# 1099k help needed



## BucBolt (Nov 5, 2016)

Completing H&R block and only received 1099k. In section for 1099k details is requires gross amount which includes all uber fees not paid to me. I didn't receive 1099 Misc. I don't see any other section where I can deduct the Uber fees. Has anyone else run into this problem? I didnt receive a 1099 Misc because apparently the amount in that section was under $600.

Thanks in advance!


----------



## Older Chauffeur (Oct 16, 2014)

BucBolt said:


> Completing H&R block and only received 1099k. In section for 1099k details is requires gross amount which includes all uber fees not paid to me. I didn't receive 1099 Misc. I don't see any other section where I can deduct the Uber fees. Has anyone else run into this problem? I didnt receive a 1099 Misc because apparently the amount in that section was under $600.
> 
> Thanks in advance!


I'm not a tax professional, but I think those fees go on Schedule C, Line 10. Include your incentives and bonuses in your gross income, even without a 1099 misc. Once the commissions and fees have been deducted, your gross should match your bank deposits. Hope this helps. I'm not familiar with H&R Block software, as I've used TurboTax.


----------



## SEAL Team 5 (Dec 19, 2015)

BucBolt said:


> Completing H&R block and only received 1099k. In section for 1099k details is requires gross amount which includes all uber fees not paid to me. I didn't receive 1099 Misc. I don't see any other section where I can deduct the Uber fees. Has anyone else run into this problem? I didnt receive a 1099 Misc because apparently the amount in that section was under $600.
> 
> Thanks in advance!


Listen to Older Chauffeur and Uber Tax Pro. They are very knowledgable when it comes to taxes.


----------



## Older Chauffeur (Oct 16, 2014)

SEAL Team 5 said:


> Listen to Older Chauffeur and Uber Tax Pro. They are very knowledgable when it comes to taxes.


Thanks for the compliment, SEAL Team 5, but I can only help with the simplest questions. UberTaxPro is the go-to guy who knows what he is talking about.


----------



## Subjugator (Jun 22, 2016)

Download your 1099k and misc thing off the uber partner site. It has your info you need.


----------



## UberTaxPro (Oct 3, 2014)

Older Chauffeur said:


> Thanks for the compliment, SEAL Team 5, but I can only help with the simplest questions. UberTaxPro is the go-to guy who knows what he is talking about.
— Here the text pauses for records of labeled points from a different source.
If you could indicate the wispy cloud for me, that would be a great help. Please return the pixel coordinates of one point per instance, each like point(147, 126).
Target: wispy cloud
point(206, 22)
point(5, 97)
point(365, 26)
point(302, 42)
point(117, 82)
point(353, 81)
I might have a credential but you have real business experience. The older I get the more I realize how important real business experience can be. Tax Pro's don't have a monopoly on the tax code and you've shown us that! Everyone should take the time to learn how the tax code affects their business like you have even if they still use a tax pro for some things. Your're a reference on here and your advice is second to none! And free!


----------



## Older Chauffeur (Oct 16, 2014)

UberTaxPro said:


> I might have a credential but you have real business experience. The older I get the more I realize how important real business experience can be. Tax Pro's don't have a monopoly on the tax code and you've shown us that! Everyone should take the time to learn how the tax code affects their business like you have even if they still use a tax pro for some things. Your're a reference on here and your advice is second to none! And free!


Thank you for the vote of confidence. I guess there are some advantages to aging after all.


----------



## BucBolt (Nov 5, 2016)

Thanks everyone - I was able to figure it out with the schedule C entry!!!


----------